An inveterate bush-hider, I sometimes get quite close to this period myself. I can bide my time and pick my battles, but inevitably the skill gap kills me off somewhere between number 12 and number 7. I have never gotten higher than 4. But because of spectator mode, I know what happens. And what happens is this: once the bush-hiders have been done away with, once the lucky-streak people have pushed their luck too far, two players are left, and they generally end up using long-range weaponry on each other - one with splash damage, one with greater precision - to make the most of the distance between them.

This is where most of the game's sustained building takes place, and it is electrifying to watch. It's always great, on Twitch or Youtube, to study the way really good players move in a multiplayer shooter, but when you throw crafting into the mix, something special happens. Fortnite's construction animations are particularly strange and charming, all those bricks and slats and tiles flying together around you, and more often than not the core building is a tower - four walls and that ramp up the middle - to give players a bit of height and a bit of cover.

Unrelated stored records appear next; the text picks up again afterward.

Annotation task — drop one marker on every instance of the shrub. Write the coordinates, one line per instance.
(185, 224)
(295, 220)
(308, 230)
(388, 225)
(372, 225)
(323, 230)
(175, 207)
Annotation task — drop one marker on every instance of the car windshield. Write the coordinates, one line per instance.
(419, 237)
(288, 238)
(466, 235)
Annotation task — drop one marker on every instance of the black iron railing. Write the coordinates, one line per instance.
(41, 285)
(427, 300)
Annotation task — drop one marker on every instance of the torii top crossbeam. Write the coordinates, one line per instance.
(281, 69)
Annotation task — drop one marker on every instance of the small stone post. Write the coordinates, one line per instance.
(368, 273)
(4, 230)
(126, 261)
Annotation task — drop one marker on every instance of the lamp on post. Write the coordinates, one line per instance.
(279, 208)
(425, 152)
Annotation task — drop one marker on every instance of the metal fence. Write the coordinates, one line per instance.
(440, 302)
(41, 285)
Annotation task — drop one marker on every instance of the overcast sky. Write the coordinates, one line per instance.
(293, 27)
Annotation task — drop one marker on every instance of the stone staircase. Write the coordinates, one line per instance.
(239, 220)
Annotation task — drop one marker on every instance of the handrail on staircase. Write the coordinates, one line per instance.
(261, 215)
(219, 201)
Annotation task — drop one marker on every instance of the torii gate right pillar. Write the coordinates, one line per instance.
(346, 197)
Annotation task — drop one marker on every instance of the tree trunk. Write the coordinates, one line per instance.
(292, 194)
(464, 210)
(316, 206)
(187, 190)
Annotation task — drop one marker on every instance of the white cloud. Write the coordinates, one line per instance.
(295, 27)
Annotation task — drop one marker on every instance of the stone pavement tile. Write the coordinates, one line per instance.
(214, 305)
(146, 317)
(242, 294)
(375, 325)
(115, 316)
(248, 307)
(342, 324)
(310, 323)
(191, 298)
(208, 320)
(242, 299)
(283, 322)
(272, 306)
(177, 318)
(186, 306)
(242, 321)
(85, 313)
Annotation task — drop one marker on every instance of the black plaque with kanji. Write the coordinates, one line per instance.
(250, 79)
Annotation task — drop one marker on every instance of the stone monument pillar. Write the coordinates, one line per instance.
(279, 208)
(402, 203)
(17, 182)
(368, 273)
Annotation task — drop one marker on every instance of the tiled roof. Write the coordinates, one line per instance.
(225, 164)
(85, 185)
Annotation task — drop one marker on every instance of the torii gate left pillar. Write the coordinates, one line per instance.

When that breaks down of course who knows what people build? My favourite thing to witness is a sort of panicky annulus of staircases going off in every direction - hard to shoot into, hard to make sense of through a sniper scope. But by the time someone's panicking, the game is seconds away from ending anyway. And when it ends, any spectators like me are often left with an odd feeling, that this isn't just two players facing off, but that it is the coming together of two dynasties - one dynasty, or lineage, for each player, composed not of the people they are descended from, but from the sum total of people they have killed and looted, many of whom may still be watching.

This end-game is a beautiful, spooky thing to witness, because it feels like something that is carried within the game's design. The tools and the rules of the game have this endlessly-replayed moment buried within them, a bit like the messages carried in DNA, a bit like the sequences encoded in a church or a McDonald's.

Speaking of spooky, in Manaugh's book you also get to learn what happened to Manchester in the end. He went to prison and then escaped fairly quickly - not hard when you are good at learning the sequences of a building and inserting yourself into them - and then he ended up living in a Toys R Us - literally inside the building's wall spaces. He had a little apartment set up in there, and he was keeping an eye on the store using baby monitors he'd stolen and set up around the place. I think I remember reading that he was even changing the building's sequences in subtle ways, altering rotas and getting the staff to synchronise, unwittingly, with Manchester-time. I imagine he's back in jail now. I wonder what he'd make of Battle Royale.